Wednesday, September 11, 2013

Secundary Effects of Austerity are Coming Back to Haunt Us

The consensus of the austeritians about what was ailing the eurozone was the lack of competitiveness. More precisely, productivity did not increase in line with the wages in the crisis countries, therefore they became less competitive, which led to a negative trade balance. The only cure they saw was imposing harsh austerity on these countries, which resulted not in increasing competitiveness; but caused mass unemployment and outright destroyed industries. Of course, the imports completely collapsed in the program countries, which lead to fast "improvements" of the trade balance.
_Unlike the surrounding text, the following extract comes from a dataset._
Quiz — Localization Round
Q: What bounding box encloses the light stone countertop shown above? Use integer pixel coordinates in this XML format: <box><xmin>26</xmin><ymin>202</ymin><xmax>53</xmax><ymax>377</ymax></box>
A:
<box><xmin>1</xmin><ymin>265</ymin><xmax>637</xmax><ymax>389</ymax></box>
But the policy has not only failed completely in the eurozone, since we are still not back to the level of 2008 and will not be until 2015, no it now also becomes quite clear that the secondary effects on especially Asian countries might even endanger the minimal signs of hope we have seen in the second quarter of 2013.

Austerity improved the trade balance not through internal devaluation by reducing wages and prices. The wages remained quite rigid and significant VAT increases - which were part of the policy package - prevented any deflation to take place. At the same time no significant steps were taken to fix the banks in the crisis countries. The Spanish banking sector is now worse of than before attempts were taken to fix it late last year. The firms were forced to lay off workers which in turn had a negative impact on bank balance sheets; and the lack of financing kept companies from investing, therefore prevented any productivity gains through better equipment. Austerity completely failed in Europe, but nobody seems to have thought about the effects it would have on countries outside of the eurozone.

The GDP in the eurozone remains significantly below the peak in 2008, but in the mean time the balance of trade is improving, which negatively affected the exports of the BRIC countries. This more so than possible future FED policy changes, can be seen as the reasons for the turmoil caused in Asia and elsewhere at the moment. The BRIC countries were moving towards current account deficits because of austerity in the eurozone negatively affecting their exports. Which reduced the demand for additional investment, so money flowed out of these countries causing the recent depreciation.

In fact, the euro strengthened significantly against all BRIC currencies, except for China's Renmimbi compared to last year (as of 9-11-2013):
  • Brazil: 16.9 %
  • Russia: 7.3 %
  • India: 18.8 %
  • China: 0.2 %
All competitiveness improvements compared to Russia, Brazil, and India of the last three years in southern Europe were completely wiped out within a single month. At the moment, all three currencies look stronger than just a few days ago, but it seems unlikely that they will move back to the levels of earlier this year. Yes, this means less investment in the BRIC countries, but the exports will increase.

What about Germany? Well, both lower investment in the BRIC countries and Abenomics (the euro is 33 % stronger against the yen than last year) are starting to have an impact on machinery producers(new orders, blue domestic, yellow foreign orders), industrial production decreased 2.1 % in July and exports in the first half of the year were 0.6 % lower than during the same period last year (remaining unchanged in July). The BRIC countries are ordering less machines and if they do it is far more likely that they choose a Japanese product than a German one. So it seems likely that the decrease of 4.5 % in non-domestic new orders in July was just the beginning of a downward trend.

The discussion about a possible BRIC crisis on the horizon doesn't really make sense, except for China. Instead, the recent development there and in Japan should make everybody very worried about the eurozone, once again. All austerity efforts have now completely failed; and if the euro remains this strong it is likely that we will hit a brick wall before the year ends. This time Germany will not be able to come out relatively unscathed. Everything that is happening seems to be specifically designed to hurt German exports. Let's also not forget that the German constitutional court might rule this month that the Bundesbank must not participate in any bond buying schemes; and in the USA the republicans have decided that another round of mindbogglingly stupid brinkmanship must happen again this fall. So, there is significant downward risk to an already bleak looking situation.